Na manhã da realização dos testes, tive vários pesadelos, mas um dia a mais sem dormir não faria muita diferença para mim. Acordei e olhei para o teto do meu quarto, tentando me distrair em qualquer linha ou traço, qualquer coisa que pudesse me tranquilizar. Passou algum tempo quando decidi me levantar e ler alguma coisa, peguei meu exemplar de " viver em paz para morrer em paz" de Mário Sergio Cortella e chafurdei naquele mundo de palavras sagazes: "Gente que não tem dúvida não é capaz de inovar, de reinventar, não é capaz de fazer de outro modo. Gente que não tem dúvida só é capaz de repetir." Por mais que para alguns não seja tão inspirador, de alguma forma isso me deu forças para continuar.

 Andei em direção ao banheiro, tomei um banho, vesti meu uniforme, fiz uma trança transversal nos meus cabelos e, para finalizar, coloquei uma correntinha de família que minha mãe me dera no meu aniversário de 15 anos - foi um dos meus últimos dias normais- era repleto de brilhantes e revestido de prata, formando um trevo de quatro folhas para "dar sorte" (não foi exatamente o que tive). Me encarei por um tempo no espelho, tentando visualizar a garota primorosa que de diversas formas eu deveria ser, mas não encontrei traços dessa pessoa, nem ao menos uma célula disciplinada ou metódica o suficiente.

Chamei minha mãe, que respondeu com um xingamento e fui para o colégio. Queria ter dito tanta coisa para todos os meus amigos, tentado tirar essa dúvida que aflorava a minha mente e descontrolava meus sentidos. Mas não consegui colocar em forma de palavras os meus sentimentos e tentava não deixar meu nervosismo transparecer.

Algum tempo depois subi para a sala que iria realizar meu teste. Preenchi o questionário rapidamente para que aquilo acabasse o mais rápido possível. Entrei na sala, onde uma moça da abnegação me cumprimentou, por mais que estivesse um pouco longe ainda consegui ler seu nome no crachá "Sandra". O sistema logo indicou meu resultado. Sandra me parabenizou e disse que até agora não tinha visto números tão exatos para uma das facções, 95% Erudição. Logo perguntei o que representava os outros 5%, e ela respondeu Franqueza.

Por mais certo que tudo estivesse nos meus papéis, ainda tinha uma pontada de incerteza, esses 5% podiam mudar a minha vida, quem sou agora. Me perguntava se não deveria desafiar os padrões, os testes, tudo, para fazer uma escolha que fosse totalmente minha, não deixar nada influir sobre mim.

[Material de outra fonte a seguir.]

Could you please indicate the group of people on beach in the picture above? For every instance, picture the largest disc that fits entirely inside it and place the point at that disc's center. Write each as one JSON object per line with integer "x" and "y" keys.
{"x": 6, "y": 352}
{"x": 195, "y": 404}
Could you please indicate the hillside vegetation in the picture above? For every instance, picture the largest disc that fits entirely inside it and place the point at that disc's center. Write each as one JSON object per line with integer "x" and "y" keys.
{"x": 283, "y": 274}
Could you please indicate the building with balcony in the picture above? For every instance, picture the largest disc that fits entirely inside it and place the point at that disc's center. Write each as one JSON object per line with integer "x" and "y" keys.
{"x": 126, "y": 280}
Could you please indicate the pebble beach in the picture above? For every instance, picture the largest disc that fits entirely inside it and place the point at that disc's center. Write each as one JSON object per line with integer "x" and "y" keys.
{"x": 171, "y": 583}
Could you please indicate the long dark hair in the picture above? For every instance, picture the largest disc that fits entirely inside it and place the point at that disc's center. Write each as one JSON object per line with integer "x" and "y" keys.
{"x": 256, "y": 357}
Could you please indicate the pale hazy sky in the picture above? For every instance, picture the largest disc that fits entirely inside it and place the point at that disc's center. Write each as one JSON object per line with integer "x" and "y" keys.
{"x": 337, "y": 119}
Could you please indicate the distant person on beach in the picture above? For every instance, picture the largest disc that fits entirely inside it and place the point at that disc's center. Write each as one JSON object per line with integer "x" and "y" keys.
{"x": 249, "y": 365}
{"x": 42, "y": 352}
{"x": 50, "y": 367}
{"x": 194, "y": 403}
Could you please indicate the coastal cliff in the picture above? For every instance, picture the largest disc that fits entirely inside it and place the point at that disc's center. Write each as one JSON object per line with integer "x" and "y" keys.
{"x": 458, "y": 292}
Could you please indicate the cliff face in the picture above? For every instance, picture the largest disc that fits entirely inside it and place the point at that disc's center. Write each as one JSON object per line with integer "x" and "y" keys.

No dia da cerimônia o teatro Rio vermelho estava lotado e vi muitos adolescentes animados com o novo sistema. Procurei por algum tempo algum rosto familiar para receber algum tipo de conforto e achei Jonathas, ele não parecia muito bem, estava bem nervoso, provavelmente pelos mesmos motivos que eu, mas não me viu quando acenei. Depois de um tempo olhei para algumas fileiras abaixo de mim e encontrei Fernanda, que me deu um sorriso gentil e sussurrou algo "fique calma" ou "foda a alma", não consegui compreender direito, então apenas sorri de volta. Nos minutos subsequentes tentei apenas relaxar e não pensar demais, a maioria dos meus amigos já tinha feito sua escolha e eu desejava que tivessem sorte.
Quando chamaram meu nome me empenhei a não tremer muito e me concentrar nos degraus para não cair. Segurei a lâmina,  sentindo um arrepio percorrer todo meu corpo, cortei minha palma da mão e olhei atentamente para os recipientes. Será que seguiria meu coração? Acho que não sou corajosa para tanto, não sei fazer minhas próprias escolhas, sou muito covarde. Os dois recipientes me encaravam e um meu estômago começou a embrulhar quando avistei o conteúdo repleto de sangue. Pinguei-o no recipiente da erudição e corri em meio a gritos e palmas para me juntar a eles.